Instead, take a moment to read the questions or questions. Break down what its asking you; the themes and ideas, places or people. Then go through the reading list and from the title and description decide whether it’s immediately relevant to your question. If it’s not you can skip that, if you think it might be then check out the contents, the introduction, and the index. If it still looks useful go ahead, if you think it might not be, skip it.
In terms of actual reading as well, skim and scan! It’s really hard coming from school and not knowing how to get through the texts themselves. I definitely felt like I had to read and absorb every word. The problem with that was that it just took too long. Instead, read relevant chapters and always use the index to narrow down on something. Reading introductions and conclusions is also really helpful for an overview of the argument and information.
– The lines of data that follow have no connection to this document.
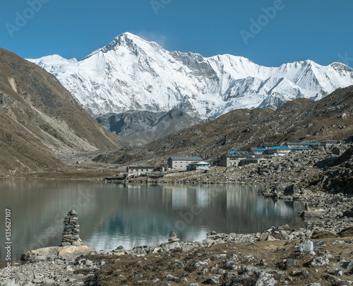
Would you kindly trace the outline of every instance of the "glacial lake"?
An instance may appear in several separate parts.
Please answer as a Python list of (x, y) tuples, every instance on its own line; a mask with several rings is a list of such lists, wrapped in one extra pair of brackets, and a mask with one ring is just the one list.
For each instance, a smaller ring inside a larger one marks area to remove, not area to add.
[[(198, 241), (210, 231), (246, 233), (288, 224), (304, 227), (303, 203), (264, 198), (264, 186), (133, 185), (81, 180), (0, 181), (0, 261), (5, 261), (5, 210), (11, 211), (12, 261), (59, 246), (68, 210), (78, 213), (80, 237), (99, 250), (157, 245), (174, 232)], [(3, 263), (1, 263), (3, 264)]]

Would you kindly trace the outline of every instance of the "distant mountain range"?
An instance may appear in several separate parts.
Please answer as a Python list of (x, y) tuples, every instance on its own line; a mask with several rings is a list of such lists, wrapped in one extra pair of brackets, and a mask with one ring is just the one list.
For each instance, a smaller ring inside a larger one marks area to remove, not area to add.
[(175, 132), (142, 148), (130, 148), (100, 155), (95, 160), (150, 165), (169, 157), (215, 158), (232, 150), (245, 150), (264, 143), (323, 142), (353, 135), (353, 85), (339, 88), (314, 101), (298, 98), (276, 110), (233, 110)]
[(353, 85), (353, 69), (308, 60), (266, 67), (230, 54), (168, 52), (128, 32), (78, 61), (30, 59), (54, 75), (94, 117), (128, 111), (218, 117), (235, 109), (276, 109), (298, 97), (320, 100)]

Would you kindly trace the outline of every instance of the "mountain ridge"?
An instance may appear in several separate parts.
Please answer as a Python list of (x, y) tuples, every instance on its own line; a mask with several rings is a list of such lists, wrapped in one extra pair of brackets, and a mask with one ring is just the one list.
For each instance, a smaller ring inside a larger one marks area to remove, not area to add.
[(0, 48), (0, 175), (57, 170), (58, 155), (119, 148), (52, 74)]
[(128, 32), (81, 61), (60, 56), (30, 61), (56, 76), (93, 117), (177, 107), (206, 119), (238, 108), (275, 109), (298, 97), (319, 100), (353, 84), (353, 69), (340, 63), (266, 67), (230, 54), (168, 52)]
[[(240, 109), (168, 135), (142, 148), (98, 156), (98, 162), (157, 165), (170, 156), (215, 158), (266, 142), (322, 142), (353, 133), (353, 85), (314, 101), (297, 98), (280, 108)], [(136, 160), (136, 161), (135, 161)]]

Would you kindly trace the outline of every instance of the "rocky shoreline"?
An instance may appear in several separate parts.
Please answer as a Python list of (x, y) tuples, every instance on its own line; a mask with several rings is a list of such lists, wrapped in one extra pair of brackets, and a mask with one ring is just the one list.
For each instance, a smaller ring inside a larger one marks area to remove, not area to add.
[(172, 234), (160, 245), (128, 251), (123, 246), (98, 252), (86, 246), (47, 248), (24, 254), (27, 263), (12, 267), (14, 283), (5, 284), (6, 270), (0, 270), (0, 282), (28, 286), (351, 285), (352, 153), (352, 146), (319, 150), (315, 155), (296, 154), (242, 169), (155, 181), (213, 184), (210, 179), (217, 178), (218, 184), (265, 183), (270, 186), (263, 196), (306, 202), (300, 213), (305, 228), (284, 225), (251, 234), (212, 232), (196, 242), (180, 242)]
Something I like to do, and this works especially well for journal articles, is to read through the whole thing quickly, making notes of possible subheadings. I then go back through the article and put relevant information or arguments under those subheadings. This means I read with a purpose and don’t try to jot everything down. In that way my notes are also much better organised and easier for revision later on.
Learning how to tackle reading lists and reading is a very personal thing and might take some time. I’m halfway through my degree and I’m still learning insider tips and tricks. The most important thing is to try your best and remember that you can’t get through a whole reading list but that doesn’t make you any less of a student. No one gets through the whole reading list!